The struggle of a local grocer to stay open last Canada Day has opened up some important questions about how we manage our time. That was not the first time he has done so. Almost every stat holiday for the last year, he has said he intends to open his grocery store, in the face of possible fines which he says are unfair. Apparently, judging by commentary on public news sites, Manitoba has the most restrictive laws on this and should move ahead with the times. But should it really?

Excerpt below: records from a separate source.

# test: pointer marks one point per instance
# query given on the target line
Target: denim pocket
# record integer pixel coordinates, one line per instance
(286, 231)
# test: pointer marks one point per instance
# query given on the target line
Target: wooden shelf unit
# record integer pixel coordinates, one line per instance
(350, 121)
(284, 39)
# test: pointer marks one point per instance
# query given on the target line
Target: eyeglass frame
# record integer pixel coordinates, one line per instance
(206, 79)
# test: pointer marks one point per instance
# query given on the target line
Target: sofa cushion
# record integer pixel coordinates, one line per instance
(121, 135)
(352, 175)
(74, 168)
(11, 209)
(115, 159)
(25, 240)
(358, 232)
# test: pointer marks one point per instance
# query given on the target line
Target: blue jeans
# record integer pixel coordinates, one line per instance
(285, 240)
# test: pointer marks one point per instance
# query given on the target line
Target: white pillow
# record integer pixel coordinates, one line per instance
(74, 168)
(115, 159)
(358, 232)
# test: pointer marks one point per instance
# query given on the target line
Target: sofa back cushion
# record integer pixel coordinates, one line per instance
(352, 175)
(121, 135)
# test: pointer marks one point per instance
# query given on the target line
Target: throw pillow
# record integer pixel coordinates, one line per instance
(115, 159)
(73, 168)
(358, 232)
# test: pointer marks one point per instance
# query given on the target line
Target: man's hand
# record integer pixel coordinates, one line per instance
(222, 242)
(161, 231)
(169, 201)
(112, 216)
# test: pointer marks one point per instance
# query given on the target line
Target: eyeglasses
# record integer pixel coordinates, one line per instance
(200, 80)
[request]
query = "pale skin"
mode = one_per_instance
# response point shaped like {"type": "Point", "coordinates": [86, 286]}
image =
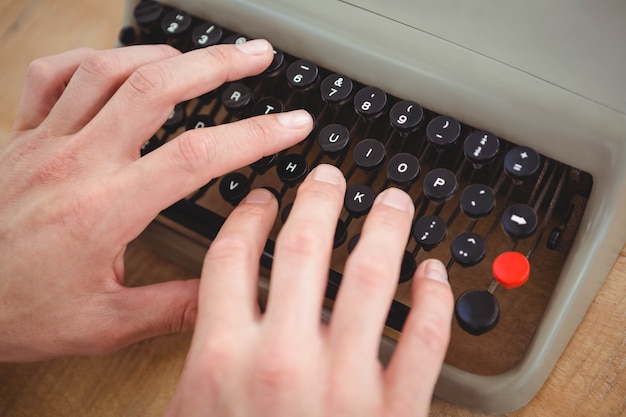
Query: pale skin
{"type": "Point", "coordinates": [75, 192]}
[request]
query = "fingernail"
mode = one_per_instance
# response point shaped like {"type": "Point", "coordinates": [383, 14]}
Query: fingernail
{"type": "Point", "coordinates": [396, 198]}
{"type": "Point", "coordinates": [254, 47]}
{"type": "Point", "coordinates": [435, 270]}
{"type": "Point", "coordinates": [328, 174]}
{"type": "Point", "coordinates": [295, 118]}
{"type": "Point", "coordinates": [259, 196]}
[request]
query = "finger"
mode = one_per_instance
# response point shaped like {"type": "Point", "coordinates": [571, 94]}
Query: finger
{"type": "Point", "coordinates": [96, 79]}
{"type": "Point", "coordinates": [422, 346]}
{"type": "Point", "coordinates": [370, 277]}
{"type": "Point", "coordinates": [302, 255]}
{"type": "Point", "coordinates": [230, 275]}
{"type": "Point", "coordinates": [166, 175]}
{"type": "Point", "coordinates": [146, 99]}
{"type": "Point", "coordinates": [143, 312]}
{"type": "Point", "coordinates": [46, 79]}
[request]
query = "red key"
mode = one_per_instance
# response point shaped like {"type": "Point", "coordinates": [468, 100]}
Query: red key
{"type": "Point", "coordinates": [511, 269]}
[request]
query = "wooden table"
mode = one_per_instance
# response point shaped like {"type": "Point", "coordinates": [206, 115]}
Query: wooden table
{"type": "Point", "coordinates": [589, 379]}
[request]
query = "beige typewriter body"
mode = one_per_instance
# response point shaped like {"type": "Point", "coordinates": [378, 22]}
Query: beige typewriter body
{"type": "Point", "coordinates": [550, 75]}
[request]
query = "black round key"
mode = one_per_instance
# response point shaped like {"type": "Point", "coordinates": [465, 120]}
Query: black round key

I think there is a valid critcism about things like casinos being open but grocery stores can't. Having worked in customer service, this to me is the flip side of convenience. The idea that whatever you want should be available whenever you want it. That exacts a toll on the people who provide said service. Is the idea of instant convenience and have-what-you-want-now good for social cohesion? Is the inconvenience of not being able to buy a bag of chips on the same level of experiencing a medical emergency, which everyone agrees that hospitals and medical services should run 24-7?
This goes to the heart of weekends and the history of them. Originally, unions fought for Sunday off to go to Church back when everybody did, and from then that expanded to having Saturday off as well. People don't go to Church like they did before, but the weekend still serves an important social function. Even there, there are differences. On some stat holidays, private stores are allowed to open for limited hours, however government offices are closed. Even if you receive time off in lieu of having to work a stat, free social life is still organized around having a "weekend." For example, you ever notice that a summer street concert, with live music, never happens at 12:00 PM on a Wednesday afternoon? Have weekends now become a class privilege? Is "the weekend" something we must rise to defend? Or do we need to be innovative in these current times and find a way to meet the liesure needs that the traditional weekend fulfills in a new way?